Siber Güvenlik Türkiye Dergisi

Pandemiyle birlikte gizli veriler, ticari sırlar ve daha fazlası “home ofis”lerde. Ve risk her geçen gün artıyor. Peki bu risk nasıl yönetilecek? Daha az teknoloji destekli süreçlerle mi, her detayı bulut benzeri yapılarda saklayarak mı?

Yeni normal tüm hızıyla hayatımızda yer alırken hibrit çalışma modelleriyle bütün evler aynı zamanda bir ofis haline geldi. Dolayısıyla bir ofiste değerlendirilen gizli veriler, ticari sırlar ve çok daha fazlası artık çalışanların evinde, belki de yeterli kontrol sağlanamayan ortamlarda kötü niyetli kişi veya kişilerin kolaylıkla ulaşabilecekleri alanlarda. Peki bu, günden güne büyüyen risk nasıl yönetilmeli ve dijitalizasyonun roket hızıyla arttığı günümüzde uzaktan çalışmanın yaygınlaşma hızından daha çabuk büyüyen siber risk nasıl kontrol altına alınmalı?

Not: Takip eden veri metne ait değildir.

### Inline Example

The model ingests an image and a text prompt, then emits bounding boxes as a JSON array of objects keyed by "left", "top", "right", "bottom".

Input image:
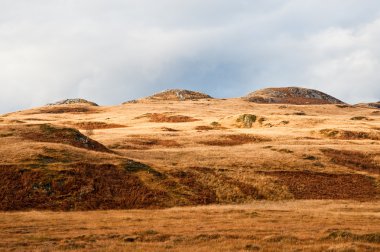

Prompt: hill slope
[
  {"left": 0, "top": 93, "right": 380, "bottom": 210},
  {"left": 243, "top": 87, "right": 343, "bottom": 105},
  {"left": 140, "top": 89, "right": 212, "bottom": 101}
]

Alışkanlıklar birkaç ayda değişti

Aslında her şey bir anda başladı. 2020 yılının ilk haftalarında ortaya çıkan soru işaretlerinin devam eden haftalarda yerini ciddi bir paniğe bıraktığını ve Covid-19 pandemisinin yaygınlaşması ile birlikte caddelerin, restoranların, ofislerin boşaltılarak herkesi eve kapandığını gördük. Sosyal hayatlarımız açısından çok büyük bir değişimi tetikleyen bu küresel sağlık felaketi beraberinde hızl ilerleyen keskin bir dönüşümü de getirdi ve belki de on yıllar sürecek bir alışkanlık değişimi sürecini birkaç aya sığdırdı. Kapsamlı dönüşüm sonucunda aslında beden olarak nerede var olduğumuzun çok da önemli olmadığını ve güçlü fiber altyapı ile fiziken bir aradaymışız gibi birbirimize bağlandığımızı da fark etmiş olduk.

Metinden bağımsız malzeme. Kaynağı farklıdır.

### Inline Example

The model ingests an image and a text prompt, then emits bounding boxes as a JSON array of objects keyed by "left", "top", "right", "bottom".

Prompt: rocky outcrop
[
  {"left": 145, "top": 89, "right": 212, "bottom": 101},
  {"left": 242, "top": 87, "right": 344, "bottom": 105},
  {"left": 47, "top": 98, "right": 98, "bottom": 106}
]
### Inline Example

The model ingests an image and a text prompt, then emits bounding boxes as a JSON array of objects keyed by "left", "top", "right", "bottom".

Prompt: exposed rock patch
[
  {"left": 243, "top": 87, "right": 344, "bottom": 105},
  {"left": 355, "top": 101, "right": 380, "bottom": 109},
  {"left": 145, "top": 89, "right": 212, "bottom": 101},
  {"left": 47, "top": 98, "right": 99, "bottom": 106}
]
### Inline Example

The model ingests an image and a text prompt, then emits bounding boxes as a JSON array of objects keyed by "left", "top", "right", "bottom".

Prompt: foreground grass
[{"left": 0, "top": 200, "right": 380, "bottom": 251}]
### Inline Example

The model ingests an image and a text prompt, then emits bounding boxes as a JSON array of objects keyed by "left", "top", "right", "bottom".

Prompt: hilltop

Bununla birlikte, ne kadar teknolojik olursa olsun, hangi ekipman sanki ofisteymiş gibi fiziki olarak güvence altına alınabilir veya hangi veri kurumsal bir izleme takip sistemi gibi güvenli erişimi ev ortamından mümkün hale getirebilir? Kurumsal yapılar bu eksiklikleri şimdiye kadar kabul edilebilir seviyelere çekmiş olsa da pandemi gibi kimsenin hayal edemediği bir ‘Siyah Kuğu’ya karşı kimsenin gerekli hazırlığı yoktu. Hızlı ve çoğu açıdan kontrolsüz bir geçiş süreci sonucunda evlerimizde karantinaya girmiş bile olsak eskisinden daha kuvvetli ve hızlı bağlarla birbirine entegre sistemler ile pandemi öncesinden bile daha çok ‘on-line’ olduk. Buna bir de çağımızın yeni modası ‘agile’ eklenince siber risk artık evimizin baş köşesine oturmuştu bile.

Her şey elimizin altında olmalı mı?

Ünlü bir düşünür fırtınadan korunmak için kaçmak yerine fırtınanın tam ortasına gidilmesi gerektiği söyler. Dolayısıyla siber riski kabul edilebilir seviyelere çekmenin çözümünün daha az teknoloji destekli süreçler dizayn etmek yerine daha çok teknolojinin olduğu ve süreçlere dair her detayın bulut veya blokzincir benzeri yapılarda saklanabildiği bir sistem inşa etmekten geçtiğini düşünmekteyiz. Halen verilerinin merkez binasındaki fiziki bir veri odasında ‘elinin altında’ olmasını isteyen operasyondan sorumlu birçok genel müdür yardımcısı olmakla birlikte, pandemi aslında her şeyin elimizin altında olması gerekmediğini ve hatta biz öyle düşünsek bile aslında elimizin altında olmadığını da göstermiş oldu.

Dolayısıyla sadece sağlığımız için olumlu ve olumsuz anlamda bir dönüm noktası olmakla birlikte risk algımız açısından da aynı önemde bir dönüşümü tetiklemiş oldu pandemi. Sadece bize iş yapış şekillerimizde yeni bir boyut kazandırmadı, siber riske de adeta sınıf atlatarak ajandaların bir numaraları gündem maddesi haline getirdi.